そこらへんの管理を出来るような人材も出来れば確保したいな」
エ「そうだね、流石に僕も店なんかやった事ないし…」
鬼「製造や商品の管理などはエルトや今入れたあの四人を酷使すればいいとして…」
エ「そこにさらっと僕の名前入れないでよ」
鬼「金銭面などの管理に関してはどうにもなぁ…そこらは後で考えよう。
悩みは店が出来てからだ」
エ「まぁ、出来てもいない店の心配をしても仕方ないからね。
とりあえず気をつけて」
鬼「ほんじゃま行ってきますよ」
街の中にある工房ギルドは闘人ギルドとは違い建物自体は小さい。
ここは依頼者に工房ギルドを斡旋したり、就職希望者の口を世話をしたりと事務仕事がほぼだ。
中に入り受付に行き内容を伝える。
鬼「すいません、建築依頼とかの相談は何処ですればいいんですかね?」
受「建築依頼ですね。では担当の者をお呼びしますので少々そこのテーブルでお待ちください」
鬼「はいはいっと」
テーブルに座り待つ事数分。担当者が来たようだ。
わぉ、女性じゃない。ちょっと嬉しいな。
リ「初めまして。私は工房ギルド建築系担当リオノーラと申します」
鬼「キリュウです」
リ「今回は新築という事でよろしいでしょうか?」
鬼「ええ、今度自宅のすぐ横に武具防具の販売店を作ろうと思いましてね」
リ「それはおめでとうございます。で、予算の方はどの程度を考えておられますか?」
鬼「大体三千万から三千五百万くらいを見ています。
商品の陳列と販売スペース、商品の保管が出来る倉庫。ここら辺ですかね」
リ「では幾つか建築系工房ギルドを御紹介いたします。
どの工房を選ぶかはそちらでお選びください」
鬼「その紹介っていうのはどういう選考基準なんですか?」
リ「建築系の上位工房です。
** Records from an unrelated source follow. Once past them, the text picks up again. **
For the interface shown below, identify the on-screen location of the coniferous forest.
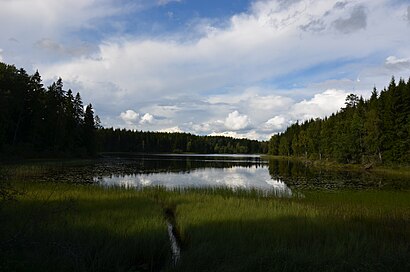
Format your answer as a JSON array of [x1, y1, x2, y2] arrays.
[[0, 62, 98, 157], [1, 61, 410, 164], [0, 62, 267, 158], [268, 77, 410, 164]]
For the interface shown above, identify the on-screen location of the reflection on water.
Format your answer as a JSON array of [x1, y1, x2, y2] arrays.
[[91, 154, 292, 196], [8, 154, 409, 193], [267, 159, 409, 190], [95, 165, 292, 196], [93, 155, 292, 193]]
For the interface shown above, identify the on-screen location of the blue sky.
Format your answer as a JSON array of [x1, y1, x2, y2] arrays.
[[1, 0, 410, 140]]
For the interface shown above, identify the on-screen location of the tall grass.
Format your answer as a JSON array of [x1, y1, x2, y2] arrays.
[[0, 182, 170, 271], [165, 190, 409, 272], [1, 178, 409, 271]]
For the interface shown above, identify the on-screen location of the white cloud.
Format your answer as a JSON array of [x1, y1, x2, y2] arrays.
[[158, 126, 183, 133], [140, 113, 155, 124], [224, 111, 251, 131], [157, 0, 181, 6], [291, 89, 348, 120], [0, 48, 3, 62], [0, 0, 122, 41], [120, 110, 139, 124], [2, 0, 410, 141], [39, 0, 409, 108], [264, 116, 287, 131], [210, 130, 261, 140], [385, 56, 410, 71]]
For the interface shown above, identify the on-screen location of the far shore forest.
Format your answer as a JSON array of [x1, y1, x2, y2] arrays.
[[1, 61, 409, 165]]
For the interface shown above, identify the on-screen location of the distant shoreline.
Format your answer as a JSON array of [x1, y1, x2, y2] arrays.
[[261, 155, 410, 177]]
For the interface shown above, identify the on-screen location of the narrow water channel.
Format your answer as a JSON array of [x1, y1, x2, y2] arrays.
[[166, 220, 181, 265]]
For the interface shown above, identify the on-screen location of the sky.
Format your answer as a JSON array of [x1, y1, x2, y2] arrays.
[[1, 0, 410, 140]]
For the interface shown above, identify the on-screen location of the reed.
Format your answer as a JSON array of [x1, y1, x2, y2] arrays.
[[1, 180, 409, 271]]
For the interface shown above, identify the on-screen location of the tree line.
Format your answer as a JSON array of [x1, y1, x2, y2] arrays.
[[0, 62, 98, 157], [0, 62, 267, 158], [268, 77, 410, 164], [97, 128, 267, 154], [3, 61, 408, 162]]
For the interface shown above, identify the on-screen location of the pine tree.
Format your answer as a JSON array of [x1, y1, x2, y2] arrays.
[[84, 104, 96, 155]]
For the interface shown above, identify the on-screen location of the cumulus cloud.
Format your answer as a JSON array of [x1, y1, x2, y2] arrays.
[[224, 111, 251, 131], [264, 116, 288, 131], [2, 0, 410, 140], [0, 49, 3, 62], [210, 130, 262, 140], [158, 126, 183, 133], [140, 113, 155, 124], [120, 110, 139, 124], [291, 89, 348, 120]]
その分野では規模も実績もトップレベルですのでご安心を。
では少々お待ちください」
係員のリオノーラさんはさっさと奥に引っ込んでいった。建築系工房ギルドのトップ上位の工房かぁ…
エルトの所とはえらい違いじゃないの。
しかし、ギルドで紹介されるのは最大手とその次位のみ。
そうなるとそれ以外の工房とかはどうなんだ?
まぁ、分からんではないけどなんとも嫌なシステムだこと。
店をやるのはいいとしてこのシステムでは集客を考えないといけないな。
まぁ元々ギルドに加盟するつもりはないが…この世界ではギルドが基本に考えられている。
それ以外で客を呼ぶアイデアを考えないと…とりあえず工房決めないと。